When we give patients a diagnosis that surprises them, especially one they don’t want to hear, they often respond with rationalization. “But I eat healthy.” “But this doesn’t run in my family.” “But I’ve done this before and nothing happened.” That may all be true, but it doesn’t change what we’re seeing.
And I’ve noticed something over the years, both in practice and in working with health care professionals navigating burnout. The same thing often happens to us with burnout. We tell ourselves we’re just tired, that it’s just a busy season, that we can handle it. We know the signs, we know the language, and yet we still argue our way out of facing what’s happening. We’re burning out—or perhaps are already there. We convince ourselves it’s not that bad. That we’ll bounce back. That we can push through, because of course… we always have.

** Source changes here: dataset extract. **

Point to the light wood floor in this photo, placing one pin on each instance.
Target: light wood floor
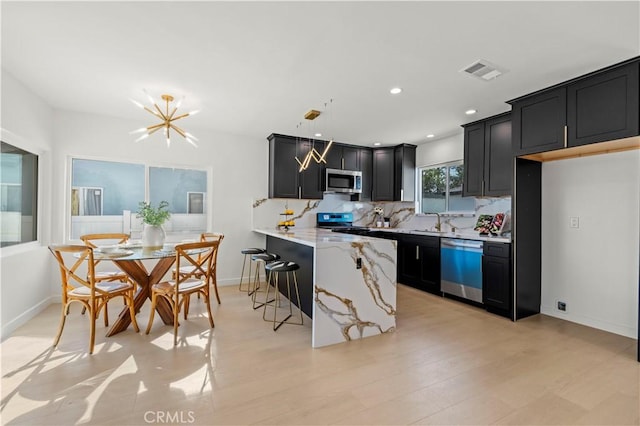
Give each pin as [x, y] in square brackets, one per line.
[447, 363]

The hardest part isn’t recognizing burnout in others. It’s recognizing it in ourselves. And even when we do, the next challenge is allowing that recognition to mean something. Because acknowledgment brings the question: What are we going to do with that awareness? Are we willing to respond differently than those who came before us? Clinicians differ in how they respond to the stress of the job, and so the path forward beyond burnout isn’t one-size-fits-all. For some, it means a shift in mindset. For others, a change in workload, boundaries, or even career. What doesn’t work is acknowledgment without action.
To be fair, there are moments when the weight becomes so heavy that taking action feels impossible. But movement doesn’t always have to be massive. It might start as a conversation with a supervisor, a quiet boundary, or a small but meaningful recalibration. Cultural change begins with personal recognition, but it gains power when that recognition is shared. And sometimes, change starts outside the workplace entirely. It begins with remembering who you are beyond your credentials. Returning to something that energizes you, grounds you, reminds you of your value, and reconnects you to the version of yourself that existed before survival mode took over.
Burnout isn’t the end of the road. It’s the fork in the road that invites you to decide what direction to take next.
Marco Benítez is a physician assistant.